Filme com Ricardo Darín, que foi aplaudido de pé no Festival de Cannes, está na Netflix Divulgação / Patagonik Film Group

Filme com Ricardo Darín, que foi aplaudido de pé no Festival de Cannes, está na Netflix

O cinema da Argentina vem mantendo com galhardia a tradição de apresentar filmes muito bem-produzidos, com histórias plurais e, sobretudo, um elenco primoroso, com destaque para Ricardo Darín, certamente o ator mais reconhecido do país e celebrado mesmo entre os brasileiros. “Abutres” encaixa-se tanto numa faixa como na outra, com Darín incorporando, como sói acontecer, um papel acentuadamente dramático, profundamente melancólico, sem nunca esticar a corda mais do que o enredo pede.

Dando início à parceria que o iria consagrar, Pablo Trapero extrai de seu protagonista instantes de diabólico lirismo — façanha que replica com menos êxito, mas ainda assim com grandeza em “Elefante Branco” (2012) —, chegando ao extremo do romance impetuoso destacado em seu roteiro, escrito com Alejandro Fadel, Martín Máuregui e Santiago Mitre. Nesse ponto, entra uma outra variável fundamental na equação, permeando todo o filme e servindo de bússola ao espectador: quando ela aparece, a tensão é certa.
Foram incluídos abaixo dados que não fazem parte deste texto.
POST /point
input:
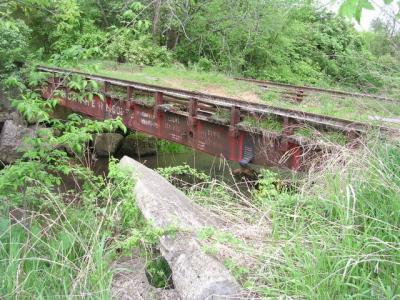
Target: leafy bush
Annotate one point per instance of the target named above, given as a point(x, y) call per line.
point(125, 46)
point(14, 44)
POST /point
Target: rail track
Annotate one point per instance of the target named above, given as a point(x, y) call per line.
point(212, 124)
point(227, 102)
point(298, 92)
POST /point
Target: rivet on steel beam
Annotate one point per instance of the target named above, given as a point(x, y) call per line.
point(235, 119)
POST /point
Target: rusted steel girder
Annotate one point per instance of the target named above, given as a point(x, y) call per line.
point(188, 118)
point(193, 129)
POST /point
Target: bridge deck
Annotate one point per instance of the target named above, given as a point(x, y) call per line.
point(205, 122)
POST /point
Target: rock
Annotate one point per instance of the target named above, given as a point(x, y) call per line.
point(196, 275)
point(106, 144)
point(163, 204)
point(12, 141)
point(139, 144)
point(130, 282)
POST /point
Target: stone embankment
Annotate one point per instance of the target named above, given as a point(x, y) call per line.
point(196, 275)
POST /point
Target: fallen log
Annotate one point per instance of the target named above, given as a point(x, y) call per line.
point(195, 274)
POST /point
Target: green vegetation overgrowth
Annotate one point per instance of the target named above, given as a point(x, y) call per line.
point(332, 234)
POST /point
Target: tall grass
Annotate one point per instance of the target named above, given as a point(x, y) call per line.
point(336, 237)
point(341, 237)
point(61, 245)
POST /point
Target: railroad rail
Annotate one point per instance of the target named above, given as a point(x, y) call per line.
point(299, 92)
point(209, 123)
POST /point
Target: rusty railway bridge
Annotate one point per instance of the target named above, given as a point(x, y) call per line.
point(204, 122)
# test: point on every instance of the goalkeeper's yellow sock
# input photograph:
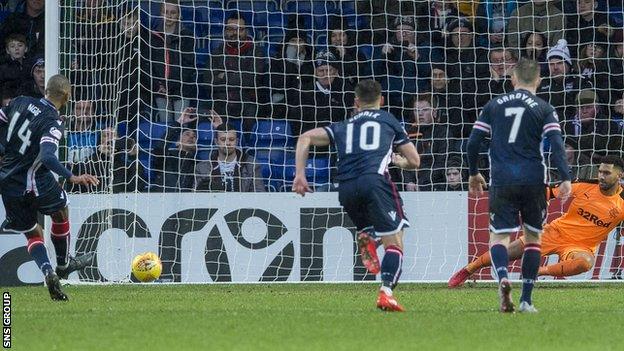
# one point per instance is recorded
(566, 268)
(482, 261)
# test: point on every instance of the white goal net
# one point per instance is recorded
(189, 111)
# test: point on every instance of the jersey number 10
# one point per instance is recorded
(365, 129)
(23, 133)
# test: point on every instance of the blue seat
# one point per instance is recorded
(205, 134)
(271, 134)
(151, 134)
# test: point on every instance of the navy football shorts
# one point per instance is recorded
(508, 203)
(21, 212)
(372, 200)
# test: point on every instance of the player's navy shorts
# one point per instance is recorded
(21, 212)
(508, 203)
(372, 200)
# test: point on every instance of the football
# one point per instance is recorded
(146, 267)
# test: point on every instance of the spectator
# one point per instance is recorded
(432, 144)
(492, 20)
(403, 65)
(535, 47)
(35, 86)
(28, 22)
(455, 179)
(290, 72)
(354, 65)
(535, 16)
(502, 63)
(176, 170)
(229, 169)
(580, 165)
(235, 72)
(465, 63)
(93, 57)
(82, 137)
(432, 18)
(176, 87)
(591, 127)
(16, 68)
(326, 100)
(8, 92)
(562, 85)
(587, 26)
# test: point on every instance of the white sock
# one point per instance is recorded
(386, 290)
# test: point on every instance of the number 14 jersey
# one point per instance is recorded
(517, 123)
(25, 124)
(364, 143)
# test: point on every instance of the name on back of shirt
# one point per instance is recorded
(34, 110)
(517, 96)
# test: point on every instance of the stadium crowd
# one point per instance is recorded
(210, 95)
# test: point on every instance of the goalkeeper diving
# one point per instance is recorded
(596, 209)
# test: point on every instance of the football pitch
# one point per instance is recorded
(313, 317)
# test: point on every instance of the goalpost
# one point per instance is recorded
(113, 52)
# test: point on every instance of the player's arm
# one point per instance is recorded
(47, 154)
(316, 137)
(552, 131)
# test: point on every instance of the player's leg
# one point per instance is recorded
(54, 204)
(22, 218)
(576, 262)
(504, 220)
(514, 252)
(534, 215)
(385, 209)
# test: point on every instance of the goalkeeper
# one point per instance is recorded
(597, 207)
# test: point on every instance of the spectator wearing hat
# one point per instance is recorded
(587, 26)
(591, 127)
(432, 18)
(290, 72)
(492, 20)
(402, 65)
(454, 176)
(562, 85)
(35, 87)
(327, 99)
(236, 71)
(17, 67)
(535, 16)
(465, 63)
(341, 40)
(535, 47)
(28, 22)
(502, 63)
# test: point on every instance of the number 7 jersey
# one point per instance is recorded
(364, 143)
(25, 124)
(517, 123)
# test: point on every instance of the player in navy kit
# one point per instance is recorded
(30, 131)
(365, 145)
(517, 123)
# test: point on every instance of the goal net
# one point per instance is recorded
(189, 112)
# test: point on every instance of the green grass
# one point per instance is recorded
(313, 316)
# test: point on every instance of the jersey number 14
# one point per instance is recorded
(23, 133)
(368, 130)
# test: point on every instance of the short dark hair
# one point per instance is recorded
(616, 161)
(527, 71)
(368, 91)
(15, 37)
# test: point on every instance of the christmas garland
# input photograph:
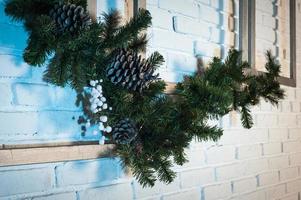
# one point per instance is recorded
(120, 92)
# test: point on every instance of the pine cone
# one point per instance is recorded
(70, 17)
(130, 72)
(124, 132)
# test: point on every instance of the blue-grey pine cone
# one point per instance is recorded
(70, 17)
(131, 72)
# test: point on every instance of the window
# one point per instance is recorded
(269, 25)
(22, 152)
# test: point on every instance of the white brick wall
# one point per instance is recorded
(263, 163)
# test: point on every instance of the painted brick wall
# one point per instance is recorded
(262, 163)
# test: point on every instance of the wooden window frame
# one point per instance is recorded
(247, 18)
(20, 154)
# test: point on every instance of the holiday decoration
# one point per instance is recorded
(150, 128)
(124, 132)
(69, 17)
(131, 72)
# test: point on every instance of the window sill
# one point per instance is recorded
(25, 154)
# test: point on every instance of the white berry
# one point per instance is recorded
(99, 103)
(92, 83)
(105, 106)
(103, 118)
(101, 127)
(93, 106)
(108, 129)
(99, 88)
(103, 99)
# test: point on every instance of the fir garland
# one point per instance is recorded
(151, 129)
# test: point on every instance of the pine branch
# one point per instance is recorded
(155, 60)
(246, 117)
(165, 174)
(111, 24)
(138, 43)
(204, 132)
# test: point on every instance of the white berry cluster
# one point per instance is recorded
(98, 103)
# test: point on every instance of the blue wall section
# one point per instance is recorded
(32, 111)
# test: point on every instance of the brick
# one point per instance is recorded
(287, 120)
(65, 196)
(295, 159)
(272, 148)
(230, 39)
(291, 146)
(210, 15)
(229, 171)
(216, 191)
(249, 151)
(112, 192)
(192, 178)
(13, 66)
(188, 194)
(207, 49)
(296, 107)
(220, 154)
(181, 62)
(224, 5)
(268, 178)
(25, 180)
(278, 162)
(286, 106)
(289, 173)
(257, 195)
(275, 191)
(265, 6)
(244, 185)
(186, 8)
(255, 166)
(188, 26)
(294, 133)
(294, 186)
(257, 136)
(217, 35)
(71, 173)
(171, 40)
(34, 94)
(294, 196)
(196, 158)
(6, 95)
(161, 18)
(266, 120)
(23, 122)
(278, 135)
(290, 93)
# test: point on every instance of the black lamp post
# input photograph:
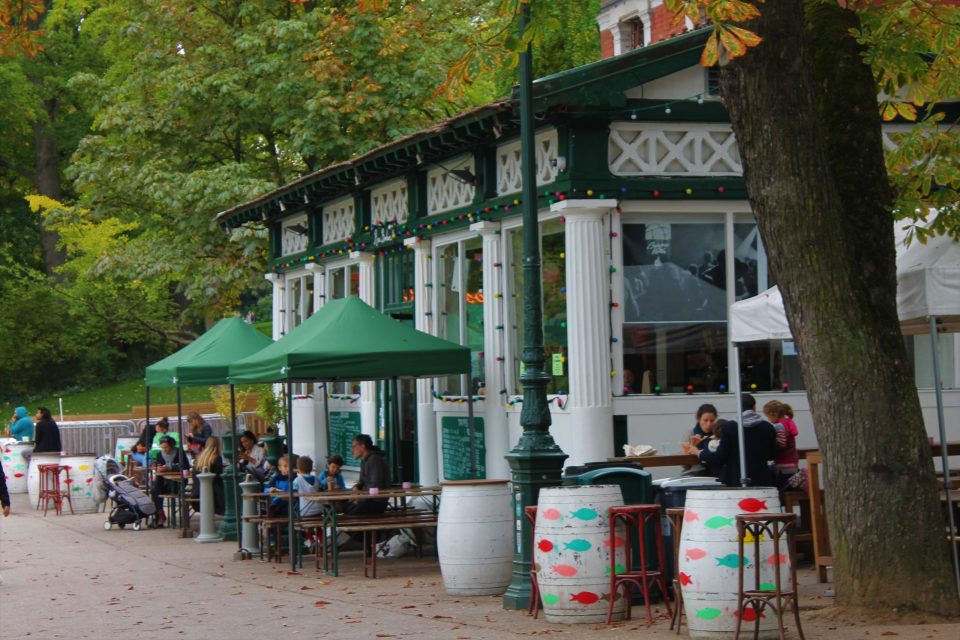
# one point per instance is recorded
(536, 461)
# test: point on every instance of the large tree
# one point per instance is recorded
(803, 105)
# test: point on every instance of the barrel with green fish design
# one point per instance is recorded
(707, 568)
(571, 552)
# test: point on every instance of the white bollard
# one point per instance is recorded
(248, 533)
(208, 525)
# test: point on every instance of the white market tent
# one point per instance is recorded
(928, 301)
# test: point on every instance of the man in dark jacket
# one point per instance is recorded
(46, 433)
(374, 474)
(760, 439)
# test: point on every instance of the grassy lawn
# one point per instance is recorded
(114, 398)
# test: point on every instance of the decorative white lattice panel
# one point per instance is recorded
(389, 203)
(890, 133)
(293, 241)
(644, 148)
(509, 175)
(444, 192)
(338, 220)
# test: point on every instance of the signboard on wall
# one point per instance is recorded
(455, 436)
(344, 425)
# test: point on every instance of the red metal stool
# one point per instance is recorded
(535, 604)
(50, 488)
(635, 518)
(675, 516)
(774, 527)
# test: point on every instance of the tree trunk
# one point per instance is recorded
(47, 180)
(804, 110)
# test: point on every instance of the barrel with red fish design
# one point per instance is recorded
(708, 559)
(14, 464)
(572, 552)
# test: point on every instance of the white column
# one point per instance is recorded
(278, 309)
(319, 437)
(427, 458)
(590, 434)
(368, 390)
(492, 409)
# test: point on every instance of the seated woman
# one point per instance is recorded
(171, 458)
(251, 457)
(198, 433)
(210, 460)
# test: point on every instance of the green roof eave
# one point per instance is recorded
(605, 82)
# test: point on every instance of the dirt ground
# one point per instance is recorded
(66, 577)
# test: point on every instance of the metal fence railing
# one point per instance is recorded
(95, 437)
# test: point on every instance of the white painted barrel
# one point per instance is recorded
(709, 559)
(571, 552)
(80, 484)
(15, 466)
(33, 474)
(475, 537)
(124, 443)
As cenas em preto e branco de um acidente de carro tratam de desfazer qualquer dúvida: a barbárie, o lado mais torpe do homem, vem em ondas de imagens assumidamente perturbadoras, em que as aves de rapina de uma Buenos Aires nada glamorosa assenhoram-se da noite e buscam seu repasto, argumento de que Dan Gilroy também se vale no quase homônimo “O Abutre” (2014). Na pele de Sosa, um ex-advogado banido das organizações de classe, Darín, personifica essa ideia, sobrevivendo de seus périplos pela madrugada atrás de vítimas de colisões e toda sorte de tragédias na intenção de oferecer às vítimas ou a seus parentes serviços funerários e apólices de seguro de vida que nem sempre honram o que ali vai escrito.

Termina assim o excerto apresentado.